Today they’re still hanging out together at a restaurant — but this time they own it. Cherry Deli and Catering at 834 Cherry St. SE is theirs and has been for roughly the last three years. Scott earned his culinary degree from Grand Rapids Community College and was the assistant executive chef at The BOB for seven years before the Schulz’s opened the deli.
“Business is good. It was this time three years ago we were signing the papers for the building,” she said. “He knows the restaurant industry and we met in the restaurant industry, so it’s not foreign to us. It seems a little crazy that we thought starting a restaurant would be a better fit for us in the long run, and it was something that Scott really wanted to do.”
There was one unmistakable prerequisite for their restaurant, though.
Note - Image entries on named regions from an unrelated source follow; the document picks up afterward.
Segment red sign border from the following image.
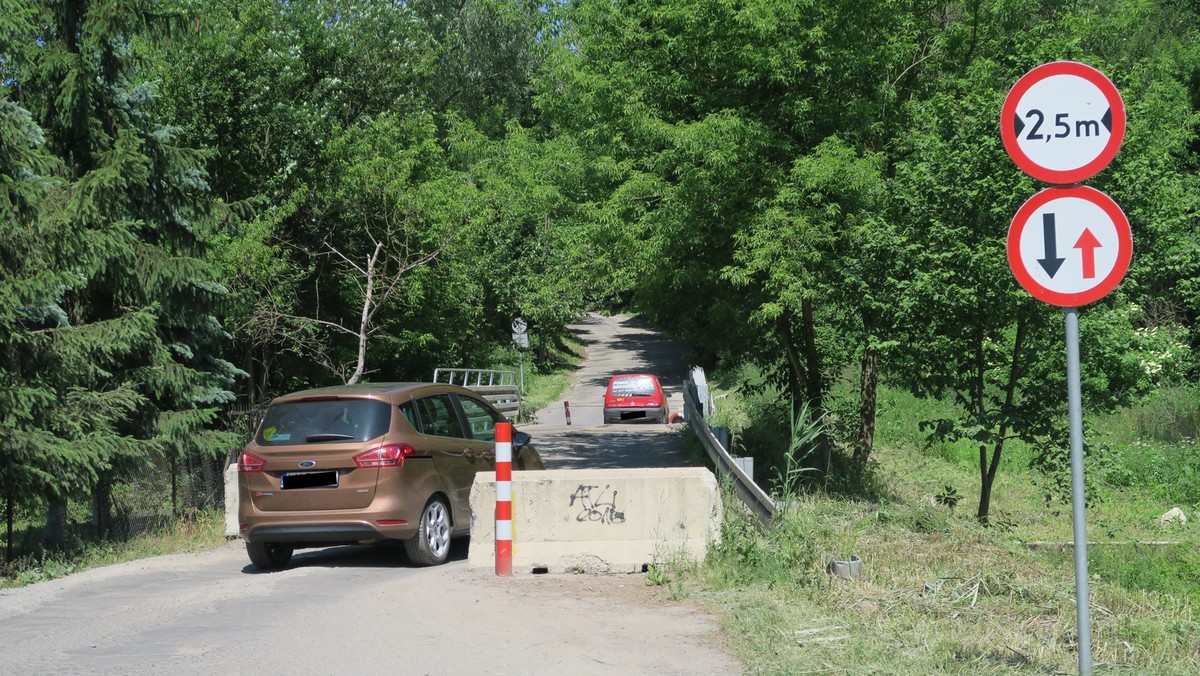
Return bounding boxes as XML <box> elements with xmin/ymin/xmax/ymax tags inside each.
<box><xmin>1008</xmin><ymin>185</ymin><xmax>1133</xmax><ymax>307</ymax></box>
<box><xmin>1000</xmin><ymin>61</ymin><xmax>1126</xmax><ymax>185</ymax></box>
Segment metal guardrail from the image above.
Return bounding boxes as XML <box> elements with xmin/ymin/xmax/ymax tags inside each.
<box><xmin>433</xmin><ymin>369</ymin><xmax>521</xmax><ymax>420</ymax></box>
<box><xmin>433</xmin><ymin>369</ymin><xmax>517</xmax><ymax>388</ymax></box>
<box><xmin>683</xmin><ymin>381</ymin><xmax>775</xmax><ymax>526</ymax></box>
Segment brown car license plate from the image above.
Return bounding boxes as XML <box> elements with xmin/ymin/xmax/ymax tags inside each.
<box><xmin>280</xmin><ymin>469</ymin><xmax>337</xmax><ymax>490</ymax></box>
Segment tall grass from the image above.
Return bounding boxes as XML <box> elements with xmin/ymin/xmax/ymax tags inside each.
<box><xmin>688</xmin><ymin>379</ymin><xmax>1200</xmax><ymax>674</ymax></box>
<box><xmin>0</xmin><ymin>510</ymin><xmax>226</xmax><ymax>588</ymax></box>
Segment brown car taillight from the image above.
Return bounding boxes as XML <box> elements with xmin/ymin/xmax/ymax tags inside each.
<box><xmin>354</xmin><ymin>443</ymin><xmax>413</xmax><ymax>467</ymax></box>
<box><xmin>238</xmin><ymin>450</ymin><xmax>266</xmax><ymax>474</ymax></box>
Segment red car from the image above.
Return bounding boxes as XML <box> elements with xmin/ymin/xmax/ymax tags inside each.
<box><xmin>604</xmin><ymin>373</ymin><xmax>671</xmax><ymax>423</ymax></box>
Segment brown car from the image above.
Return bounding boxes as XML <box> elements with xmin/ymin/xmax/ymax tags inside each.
<box><xmin>238</xmin><ymin>383</ymin><xmax>545</xmax><ymax>569</ymax></box>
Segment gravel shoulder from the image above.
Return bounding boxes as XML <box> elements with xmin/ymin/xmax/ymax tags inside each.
<box><xmin>0</xmin><ymin>540</ymin><xmax>742</xmax><ymax>676</ymax></box>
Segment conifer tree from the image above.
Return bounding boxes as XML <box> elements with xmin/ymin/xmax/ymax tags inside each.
<box><xmin>0</xmin><ymin>0</ymin><xmax>238</xmax><ymax>539</ymax></box>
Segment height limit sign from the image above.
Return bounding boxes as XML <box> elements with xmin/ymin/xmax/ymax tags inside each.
<box><xmin>1000</xmin><ymin>61</ymin><xmax>1126</xmax><ymax>185</ymax></box>
<box><xmin>1000</xmin><ymin>61</ymin><xmax>1133</xmax><ymax>675</ymax></box>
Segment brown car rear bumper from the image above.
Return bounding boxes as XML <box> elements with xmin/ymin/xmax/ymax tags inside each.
<box><xmin>241</xmin><ymin>521</ymin><xmax>416</xmax><ymax>549</ymax></box>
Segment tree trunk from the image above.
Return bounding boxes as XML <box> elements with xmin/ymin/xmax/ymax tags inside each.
<box><xmin>976</xmin><ymin>315</ymin><xmax>1028</xmax><ymax>524</ymax></box>
<box><xmin>800</xmin><ymin>299</ymin><xmax>833</xmax><ymax>475</ymax></box>
<box><xmin>42</xmin><ymin>497</ymin><xmax>67</xmax><ymax>549</ymax></box>
<box><xmin>854</xmin><ymin>346</ymin><xmax>880</xmax><ymax>472</ymax></box>
<box><xmin>4</xmin><ymin>495</ymin><xmax>16</xmax><ymax>563</ymax></box>
<box><xmin>779</xmin><ymin>313</ymin><xmax>808</xmax><ymax>420</ymax></box>
<box><xmin>91</xmin><ymin>479</ymin><xmax>110</xmax><ymax>539</ymax></box>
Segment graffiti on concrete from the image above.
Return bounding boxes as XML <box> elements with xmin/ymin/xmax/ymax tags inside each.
<box><xmin>569</xmin><ymin>484</ymin><xmax>625</xmax><ymax>524</ymax></box>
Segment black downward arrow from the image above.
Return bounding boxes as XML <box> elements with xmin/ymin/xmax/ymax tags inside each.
<box><xmin>1038</xmin><ymin>214</ymin><xmax>1067</xmax><ymax>280</ymax></box>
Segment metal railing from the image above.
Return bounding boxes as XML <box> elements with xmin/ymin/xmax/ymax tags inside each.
<box><xmin>683</xmin><ymin>371</ymin><xmax>775</xmax><ymax>526</ymax></box>
<box><xmin>433</xmin><ymin>369</ymin><xmax>521</xmax><ymax>420</ymax></box>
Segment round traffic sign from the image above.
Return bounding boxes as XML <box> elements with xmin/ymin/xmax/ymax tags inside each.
<box><xmin>1008</xmin><ymin>186</ymin><xmax>1133</xmax><ymax>307</ymax></box>
<box><xmin>1000</xmin><ymin>61</ymin><xmax>1126</xmax><ymax>184</ymax></box>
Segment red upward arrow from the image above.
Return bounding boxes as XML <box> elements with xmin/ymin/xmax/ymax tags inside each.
<box><xmin>1075</xmin><ymin>228</ymin><xmax>1100</xmax><ymax>280</ymax></box>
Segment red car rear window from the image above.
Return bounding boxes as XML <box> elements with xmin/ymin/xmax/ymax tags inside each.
<box><xmin>608</xmin><ymin>376</ymin><xmax>659</xmax><ymax>396</ymax></box>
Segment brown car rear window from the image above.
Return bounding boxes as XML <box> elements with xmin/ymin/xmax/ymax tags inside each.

It had to be located on the city’s southeast side, near the Schulz’s home, because Suzanne lives by a five-minute rule.
“If it’s not within five minutes, it’s not worth going to,” she said with another hearty laugh.
“So our doctor, day care, dentist and church — everything is within five minutes. I cannot have as busy of a life as I do if I have to commute a half-hour to and from. I just couldn’t do it. I think one of the values of living in the city is being able to have everything so close.”
In her spare time, Schulz and her family go on their very own discovery treks by taking walks here and wherever they visit. Those walks have an ulterior motive, too, as the leisurely pace gives her the opportunity to show the kids the virtue of living by a five-minute rule.
“They are going to grow up with the five-minute rule. They get very impatient if they’re in the car for much longer.”
Next on Schulz’s professional plate is a project called Green Grand Rapids, pretty much the greenspace portion of the city’s Master Plan. It’s a complex task that will take time to complete. Two of its major goals are to increase the amount of parkland in the city and to make those acres more accessible to residents and visitors.
“It needs to happen. The more I get into it and the more feedback I’ve gotten from people tells me that this is going to be such an exciting process,” she said.
“As a city, we’re going to come out of this process that much better. I’m really looking forward to doing this.”